Even if a current owner could plead a duty owed by the prior owner, he or she still might be unable to state a claim for recoverable damages. Illinois has adopted the Restatement of Torts (Second) section 352, which limits liability of the seller to physical harm caused by undisclosed and undiscovered hazardous conditions existing at time of sale. Illinois courts have therefore concluded that a plaintiff does not have a claim for tort damages for an undisclosed condition, e.g., a leaking underground storage tank left by the prior owner. Courts have categorized contamination left by a prior owner as a claim for inadequate value or a failure to perform as anticipated, and remediation costs to be a cost or repair or replacement.
Illinois courts have noted that the injury claimed in LUST actions are really economic losses not accompanied by physical harm or harm to "other property," which cannot be recovered in tort. [Singer v. Bulk Petroleum Corp., No. 97 C 7789, 1998 WL 314599, at *5-6 (N.D. Ill. June 11, 1998). ] The economic loss doctrine is premised upon limiting tort liability in the absence of personal injury or property damage by excluding consequential damages. However, Illinois courts have made clear, the economic loss doctrine is not limited by a privity requirement; it can be applied even when the plaintiff has no other recourse against the defendant. [2314 Lincoln Park West Condominium Ass'n v. Mann, Gin, Ebel, & Frazier, LTD., 136 Ill.2d 302, 317, 555 N.E.2d 346, 353 (Ill. 1990.] Therefore, the economic loss doctrine can properly be applied to bar a claim between a prior owner and a remote vendee. [See, e.g., G.J. Leasing Co. v. Union Elec. Co., 825 F.Supp. 1363 (S.D. Ill. 1993).]

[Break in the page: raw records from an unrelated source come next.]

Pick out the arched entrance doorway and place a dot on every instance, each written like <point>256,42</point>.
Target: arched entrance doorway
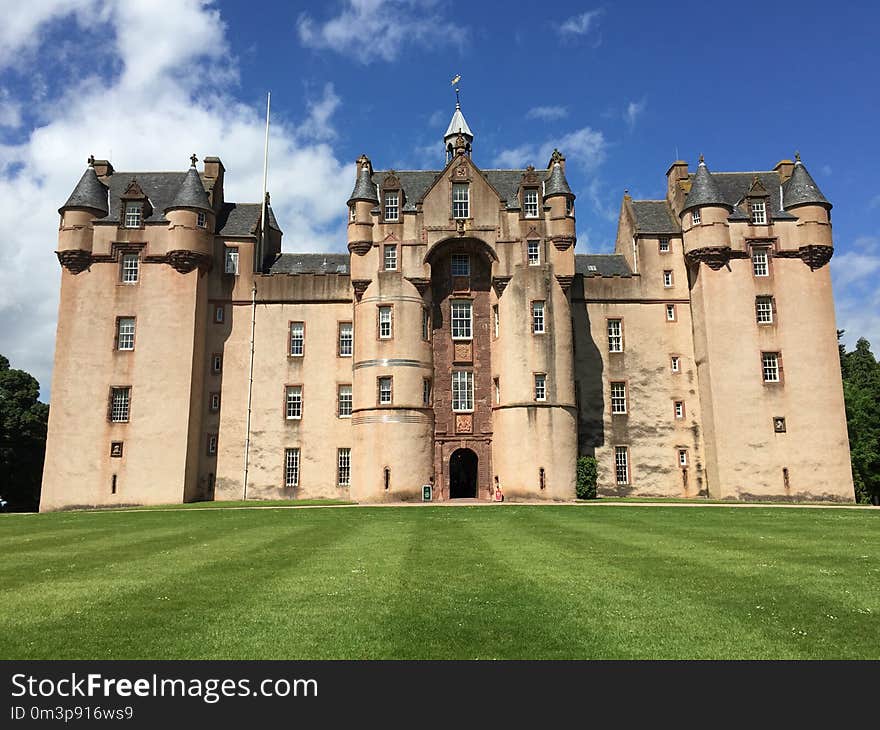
<point>462,474</point>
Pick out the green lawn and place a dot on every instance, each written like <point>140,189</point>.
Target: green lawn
<point>501,581</point>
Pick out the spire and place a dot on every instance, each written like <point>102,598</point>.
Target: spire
<point>89,193</point>
<point>364,189</point>
<point>801,189</point>
<point>704,190</point>
<point>191,193</point>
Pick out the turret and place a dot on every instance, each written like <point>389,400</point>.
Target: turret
<point>87,202</point>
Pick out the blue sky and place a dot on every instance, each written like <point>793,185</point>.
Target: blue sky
<point>622,90</point>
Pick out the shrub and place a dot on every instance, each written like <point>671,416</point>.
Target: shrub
<point>586,477</point>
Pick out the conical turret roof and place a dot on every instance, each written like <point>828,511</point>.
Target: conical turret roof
<point>704,190</point>
<point>191,193</point>
<point>801,189</point>
<point>89,193</point>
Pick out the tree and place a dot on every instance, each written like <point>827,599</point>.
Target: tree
<point>861,391</point>
<point>23,422</point>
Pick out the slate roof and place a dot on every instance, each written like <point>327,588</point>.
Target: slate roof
<point>654,216</point>
<point>88,193</point>
<point>310,263</point>
<point>606,264</point>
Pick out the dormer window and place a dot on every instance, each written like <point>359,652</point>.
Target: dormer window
<point>134,215</point>
<point>759,212</point>
<point>530,203</point>
<point>392,207</point>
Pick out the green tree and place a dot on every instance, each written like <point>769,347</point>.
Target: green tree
<point>861,391</point>
<point>23,422</point>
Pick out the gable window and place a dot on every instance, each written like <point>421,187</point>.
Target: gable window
<point>540,386</point>
<point>346,339</point>
<point>293,402</point>
<point>231,261</point>
<point>764,310</point>
<point>462,319</point>
<point>615,335</point>
<point>759,212</point>
<point>761,261</point>
<point>460,264</point>
<point>344,401</point>
<point>385,328</point>
<point>538,318</point>
<point>618,398</point>
<point>130,268</point>
<point>297,338</point>
<point>534,253</point>
<point>291,468</point>
<point>120,398</point>
<point>134,215</point>
<point>530,203</point>
<point>391,205</point>
<point>460,200</point>
<point>462,391</point>
<point>125,333</point>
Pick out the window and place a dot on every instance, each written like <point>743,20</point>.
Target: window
<point>297,338</point>
<point>391,205</point>
<point>618,398</point>
<point>343,399</point>
<point>759,212</point>
<point>346,339</point>
<point>770,364</point>
<point>530,203</point>
<point>385,329</point>
<point>460,200</point>
<point>462,390</point>
<point>540,386</point>
<point>293,402</point>
<point>133,214</point>
<point>391,258</point>
<point>291,468</point>
<point>130,266</point>
<point>343,469</point>
<point>534,253</point>
<point>761,261</point>
<point>538,318</point>
<point>231,265</point>
<point>460,264</point>
<point>462,319</point>
<point>764,310</point>
<point>385,392</point>
<point>120,399</point>
<point>125,333</point>
<point>615,335</point>
<point>621,464</point>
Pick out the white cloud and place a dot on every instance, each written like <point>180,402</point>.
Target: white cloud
<point>579,24</point>
<point>547,113</point>
<point>152,117</point>
<point>369,30</point>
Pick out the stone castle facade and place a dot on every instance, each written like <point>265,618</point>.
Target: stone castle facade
<point>461,343</point>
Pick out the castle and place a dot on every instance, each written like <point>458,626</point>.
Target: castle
<point>461,343</point>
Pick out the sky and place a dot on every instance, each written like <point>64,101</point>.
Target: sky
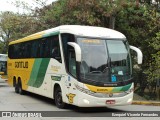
<point>7,5</point>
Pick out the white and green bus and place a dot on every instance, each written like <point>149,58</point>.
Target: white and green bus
<point>3,66</point>
<point>85,66</point>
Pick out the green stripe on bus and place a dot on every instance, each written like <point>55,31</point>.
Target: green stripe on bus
<point>50,34</point>
<point>124,88</point>
<point>38,72</point>
<point>42,72</point>
<point>34,72</point>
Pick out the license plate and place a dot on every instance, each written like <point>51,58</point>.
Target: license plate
<point>110,102</point>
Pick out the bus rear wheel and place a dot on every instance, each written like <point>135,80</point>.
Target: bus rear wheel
<point>58,98</point>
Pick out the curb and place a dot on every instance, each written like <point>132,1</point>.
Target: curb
<point>153,103</point>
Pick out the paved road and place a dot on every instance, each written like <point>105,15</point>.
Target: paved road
<point>10,101</point>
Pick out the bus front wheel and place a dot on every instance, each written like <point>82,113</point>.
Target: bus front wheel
<point>58,98</point>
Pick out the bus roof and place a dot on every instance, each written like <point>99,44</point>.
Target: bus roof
<point>88,31</point>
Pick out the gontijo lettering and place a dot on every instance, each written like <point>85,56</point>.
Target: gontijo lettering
<point>21,64</point>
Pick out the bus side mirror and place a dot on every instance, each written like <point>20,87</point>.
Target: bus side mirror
<point>77,51</point>
<point>1,73</point>
<point>139,54</point>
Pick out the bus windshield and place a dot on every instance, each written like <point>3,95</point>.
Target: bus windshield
<point>104,61</point>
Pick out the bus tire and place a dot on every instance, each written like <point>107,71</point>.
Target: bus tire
<point>16,88</point>
<point>58,98</point>
<point>21,91</point>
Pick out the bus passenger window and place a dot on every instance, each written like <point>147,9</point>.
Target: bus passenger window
<point>55,53</point>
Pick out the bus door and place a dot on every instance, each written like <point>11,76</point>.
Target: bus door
<point>72,79</point>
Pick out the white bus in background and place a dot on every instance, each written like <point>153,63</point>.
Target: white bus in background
<point>88,67</point>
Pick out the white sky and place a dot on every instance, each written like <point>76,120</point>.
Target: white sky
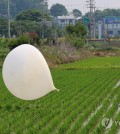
<point>81,4</point>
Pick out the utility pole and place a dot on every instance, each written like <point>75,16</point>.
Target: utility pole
<point>44,2</point>
<point>91,6</point>
<point>9,19</point>
<point>42,33</point>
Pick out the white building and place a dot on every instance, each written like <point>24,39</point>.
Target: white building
<point>112,26</point>
<point>66,20</point>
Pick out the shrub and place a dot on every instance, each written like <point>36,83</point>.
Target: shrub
<point>77,42</point>
<point>14,42</point>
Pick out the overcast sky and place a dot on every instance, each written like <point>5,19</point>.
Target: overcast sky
<point>81,4</point>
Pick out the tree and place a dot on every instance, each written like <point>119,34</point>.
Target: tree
<point>76,35</point>
<point>17,6</point>
<point>79,30</point>
<point>58,10</point>
<point>32,15</point>
<point>77,13</point>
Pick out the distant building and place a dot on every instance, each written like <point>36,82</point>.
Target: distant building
<point>111,26</point>
<point>66,20</point>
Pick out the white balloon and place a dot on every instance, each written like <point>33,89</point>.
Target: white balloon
<point>26,73</point>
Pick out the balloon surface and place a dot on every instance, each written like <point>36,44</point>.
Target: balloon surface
<point>26,73</point>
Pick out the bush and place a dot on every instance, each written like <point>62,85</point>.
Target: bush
<point>77,42</point>
<point>14,42</point>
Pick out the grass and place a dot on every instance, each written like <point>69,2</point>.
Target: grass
<point>94,62</point>
<point>86,88</point>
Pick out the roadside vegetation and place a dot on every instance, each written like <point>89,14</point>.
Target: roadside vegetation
<point>87,96</point>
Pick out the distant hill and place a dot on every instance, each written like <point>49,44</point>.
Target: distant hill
<point>17,6</point>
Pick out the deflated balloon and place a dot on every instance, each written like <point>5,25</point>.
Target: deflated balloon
<point>26,73</point>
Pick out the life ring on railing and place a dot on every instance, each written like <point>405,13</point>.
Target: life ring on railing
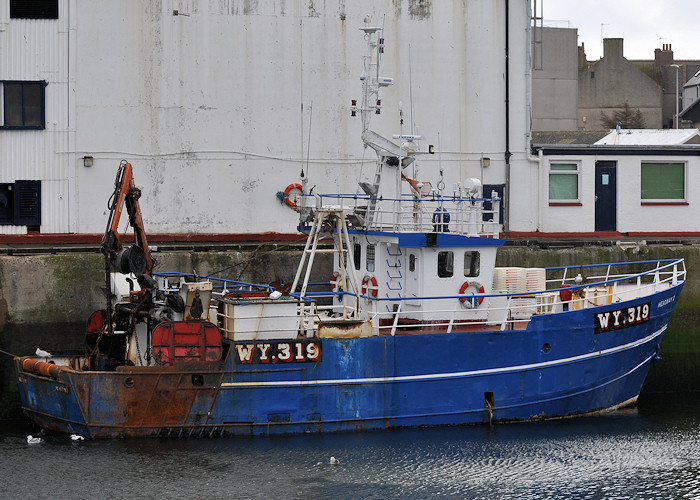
<point>470,302</point>
<point>369,286</point>
<point>292,187</point>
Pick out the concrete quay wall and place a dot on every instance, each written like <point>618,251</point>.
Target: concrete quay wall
<point>46,298</point>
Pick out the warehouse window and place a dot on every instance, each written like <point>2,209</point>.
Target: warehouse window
<point>20,204</point>
<point>23,105</point>
<point>34,9</point>
<point>663,182</point>
<point>563,182</point>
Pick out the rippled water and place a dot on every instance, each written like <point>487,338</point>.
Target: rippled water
<point>650,452</point>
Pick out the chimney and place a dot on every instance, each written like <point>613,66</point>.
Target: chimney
<point>663,56</point>
<point>612,48</point>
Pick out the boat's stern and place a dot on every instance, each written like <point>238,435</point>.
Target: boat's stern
<point>48,395</point>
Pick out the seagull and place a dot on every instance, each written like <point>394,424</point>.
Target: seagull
<point>43,354</point>
<point>32,440</point>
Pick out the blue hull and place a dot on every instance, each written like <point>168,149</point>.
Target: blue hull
<point>559,366</point>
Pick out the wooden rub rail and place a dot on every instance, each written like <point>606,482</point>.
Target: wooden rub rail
<point>40,367</point>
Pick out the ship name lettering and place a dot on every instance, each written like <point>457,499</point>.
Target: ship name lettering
<point>667,301</point>
<point>297,351</point>
<point>622,318</point>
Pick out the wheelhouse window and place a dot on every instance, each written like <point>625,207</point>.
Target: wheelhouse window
<point>663,182</point>
<point>370,258</point>
<point>471,264</point>
<point>23,104</point>
<point>445,264</point>
<point>34,9</point>
<point>563,182</point>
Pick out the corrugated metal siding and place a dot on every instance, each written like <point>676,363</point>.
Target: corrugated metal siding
<point>38,50</point>
<point>213,108</point>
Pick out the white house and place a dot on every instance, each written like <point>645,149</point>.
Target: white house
<point>221,104</point>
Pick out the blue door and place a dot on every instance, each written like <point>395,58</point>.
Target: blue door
<point>605,196</point>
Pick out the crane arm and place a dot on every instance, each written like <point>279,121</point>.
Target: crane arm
<point>136,259</point>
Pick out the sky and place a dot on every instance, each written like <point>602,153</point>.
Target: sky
<point>644,25</point>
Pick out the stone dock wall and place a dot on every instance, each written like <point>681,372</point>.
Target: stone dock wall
<point>46,298</point>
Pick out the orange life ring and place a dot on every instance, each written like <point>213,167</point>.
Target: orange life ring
<point>290,188</point>
<point>470,302</point>
<point>369,286</point>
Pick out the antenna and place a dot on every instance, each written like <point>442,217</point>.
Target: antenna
<point>410,86</point>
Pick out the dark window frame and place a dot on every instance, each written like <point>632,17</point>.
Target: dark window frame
<point>41,84</point>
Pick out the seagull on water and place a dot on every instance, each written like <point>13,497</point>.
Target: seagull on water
<point>32,440</point>
<point>42,353</point>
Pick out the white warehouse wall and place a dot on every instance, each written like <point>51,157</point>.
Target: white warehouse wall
<point>215,107</point>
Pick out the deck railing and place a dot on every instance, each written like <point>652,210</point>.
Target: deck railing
<point>432,213</point>
<point>568,288</point>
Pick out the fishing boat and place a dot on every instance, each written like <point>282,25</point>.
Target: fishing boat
<point>415,327</point>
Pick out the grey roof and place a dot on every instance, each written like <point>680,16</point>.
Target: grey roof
<point>569,137</point>
<point>651,137</point>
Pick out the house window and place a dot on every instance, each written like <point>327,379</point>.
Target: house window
<point>22,105</point>
<point>34,9</point>
<point>370,258</point>
<point>563,182</point>
<point>445,264</point>
<point>663,182</point>
<point>471,264</point>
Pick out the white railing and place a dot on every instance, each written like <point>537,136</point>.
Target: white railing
<point>258,318</point>
<point>440,214</point>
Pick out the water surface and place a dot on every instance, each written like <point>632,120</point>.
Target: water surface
<point>649,452</point>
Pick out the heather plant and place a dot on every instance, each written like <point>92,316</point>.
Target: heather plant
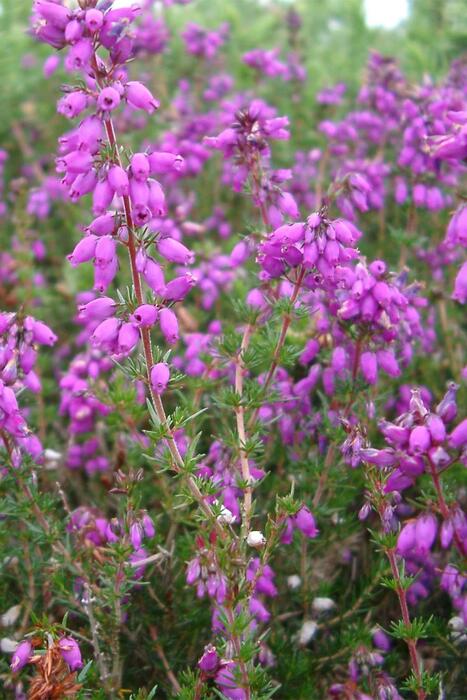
<point>232,381</point>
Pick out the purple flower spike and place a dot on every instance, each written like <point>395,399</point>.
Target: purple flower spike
<point>160,375</point>
<point>21,656</point>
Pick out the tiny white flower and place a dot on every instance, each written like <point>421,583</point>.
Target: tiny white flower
<point>226,516</point>
<point>322,604</point>
<point>307,632</point>
<point>256,539</point>
<point>294,582</point>
<point>10,616</point>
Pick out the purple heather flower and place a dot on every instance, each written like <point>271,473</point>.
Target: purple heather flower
<point>458,437</point>
<point>209,662</point>
<point>118,181</point>
<point>21,655</point>
<point>160,376</point>
<point>426,527</point>
<point>140,97</point>
<point>305,522</point>
<point>169,325</point>
<point>145,315</point>
<point>71,653</point>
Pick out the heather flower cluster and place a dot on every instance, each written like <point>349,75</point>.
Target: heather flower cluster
<point>232,362</point>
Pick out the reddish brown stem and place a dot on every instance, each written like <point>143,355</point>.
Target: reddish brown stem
<point>178,463</point>
<point>412,646</point>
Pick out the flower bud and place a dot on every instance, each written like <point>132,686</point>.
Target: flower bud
<point>154,276</point>
<point>169,325</point>
<point>108,99</point>
<point>256,539</point>
<point>140,166</point>
<point>420,440</point>
<point>128,338</point>
<point>118,180</point>
<point>305,522</point>
<point>407,538</point>
<point>458,437</point>
<point>209,662</point>
<point>426,527</point>
<point>145,315</point>
<point>174,251</point>
<point>140,97</point>
<point>369,367</point>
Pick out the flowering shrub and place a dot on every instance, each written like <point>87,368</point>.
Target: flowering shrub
<point>231,373</point>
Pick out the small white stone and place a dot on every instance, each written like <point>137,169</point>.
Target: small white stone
<point>307,632</point>
<point>8,645</point>
<point>294,582</point>
<point>226,516</point>
<point>323,604</point>
<point>10,616</point>
<point>256,539</point>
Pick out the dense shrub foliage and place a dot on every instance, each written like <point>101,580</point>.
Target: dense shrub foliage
<point>232,382</point>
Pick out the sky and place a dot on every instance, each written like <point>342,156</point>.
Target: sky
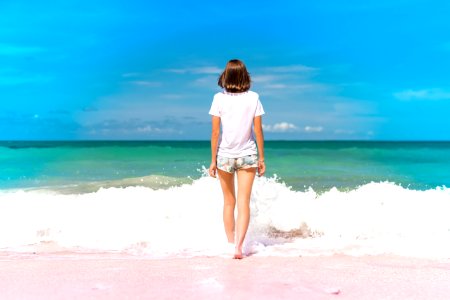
<point>147,70</point>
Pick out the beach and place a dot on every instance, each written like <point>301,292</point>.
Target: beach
<point>66,276</point>
<point>124,220</point>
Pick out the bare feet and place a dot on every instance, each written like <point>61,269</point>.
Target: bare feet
<point>238,254</point>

Current Landowner's Duty to Remediate May Prevent Unjust Enrichment Claim
Unjust enrichment claims are premised upon the notion that a current landowner, by disposing of abandoned USTs and remediating contamination, is performing the duty of the prior owner who created the problem. However, courts have held that when a current landowner has been compelled to clean up its property (for example, by an EPA order), he or she cannot bring an unjust enrichment claim against prior owners. [In re Energy Coop., No. 92 C 2392, 1995 WL 330876, at *8 (N.D. Ill. May 30, 1995).]
Illinois courts have adopted section 106 of the Restatement of Restitution, which denies an unjust enrichment claim against a party that was an incidental beneficiary of the current landowner's duty to act. Therefore, a current property owner's duty to remediate LUST contamination would preclude a claim for unjust enrichment. In addition to situations in which the current landowner remediates the property pursuant to an administrative order, section 106 may be applicable when a current landowner has created a contractual obligation to remediate the property through a purchase agreement.
Recent judicial opinions demonstrate that a current property owner must carefully consider the available options when faced with liability for a past owner's LUST. Although recent opinions do not offer complete immunity for prior owners, some avenues for cost recovery, such as RCRA, appear to be foreclosed. Because RCRA cost recovery appears to be unavailable, parties will need to rely upon state court actions in most instances. As the Illinois Appellate Court demonstrated in NBD Bank, potential recoveries also may be limited by the economic loss and caveat emptor doctrines.
The scope of recovery for a current property owner faced with a LUST problem continues to be defined by LUST litigation. In Illinois, property owners must be apprised of these developments before deciding how to approach a LUST problem.